かけぬける青空は、きっと君とつながっている
 
あたしはそれに「うん」とも「そうかな」とも明確な返事はできず、曖昧に笑い返しただけだったけれど、間宮さんがいなくなった『潮風の間』で、2人に代わる代わる慰めてもらっているうちに、ある思いがふっとこみ上げた。

間宮さんと出会えたことも、ひと夏の間に起こった様々な出来事も、さよならさえ言ってもらえず、言わせてもらえず、別れてしまったことも、全部、全部、受け入れよう。

一緒に過ごした時間は、けして偶然ではなく、気まぐれでもなく、無駄ではなかった、と。


間宮さんの心中は、いくらあたしたちが推測を重ねても、間宮さん本人にしか本当のところは分からないだろうし、もしかしたら、間宮さんだって自分の気持ちが分からないまま汐凪を出ていくことを決めたのかもしれない。

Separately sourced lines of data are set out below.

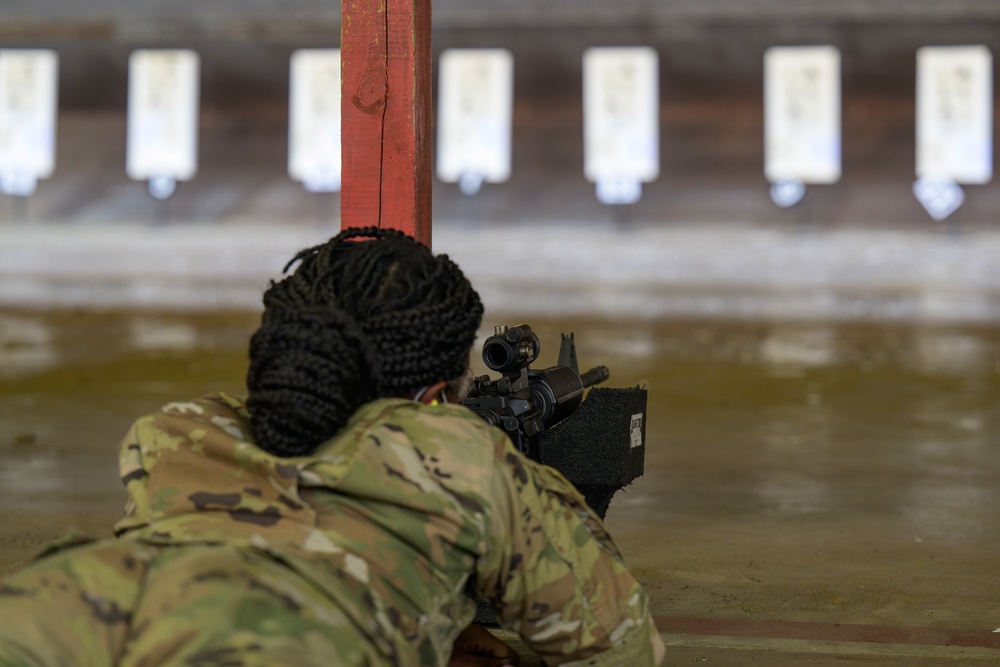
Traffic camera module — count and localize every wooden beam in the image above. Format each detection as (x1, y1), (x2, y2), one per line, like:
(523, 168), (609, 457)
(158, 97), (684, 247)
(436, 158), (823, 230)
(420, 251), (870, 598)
(340, 0), (431, 246)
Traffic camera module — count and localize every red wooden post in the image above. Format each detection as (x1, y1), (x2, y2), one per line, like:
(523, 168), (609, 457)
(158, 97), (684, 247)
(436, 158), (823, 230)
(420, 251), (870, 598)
(340, 0), (431, 246)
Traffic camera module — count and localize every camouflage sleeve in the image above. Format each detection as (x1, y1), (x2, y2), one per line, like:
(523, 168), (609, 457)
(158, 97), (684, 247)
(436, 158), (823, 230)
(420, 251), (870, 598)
(477, 443), (664, 666)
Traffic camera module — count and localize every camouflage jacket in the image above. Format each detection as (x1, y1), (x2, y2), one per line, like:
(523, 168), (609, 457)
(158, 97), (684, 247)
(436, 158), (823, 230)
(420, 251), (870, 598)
(115, 394), (663, 665)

けれど、全てを受け入れ、無駄ではなかったと思うことで、あたしの心は格段に軽くなり、いつも通りに笑えるようにもなった。


恋の痛みは、今はまだ癒えそうにない。

けれど、前を向けば、部屋の窓からは真っ青な空と海がどこまでも広がっているのが見え、間宮さんもこの空の下をともに生きているのだ、と、なんだか壮大なことを普通に思えてしまうのだから、自然が持つ力は偉大だ。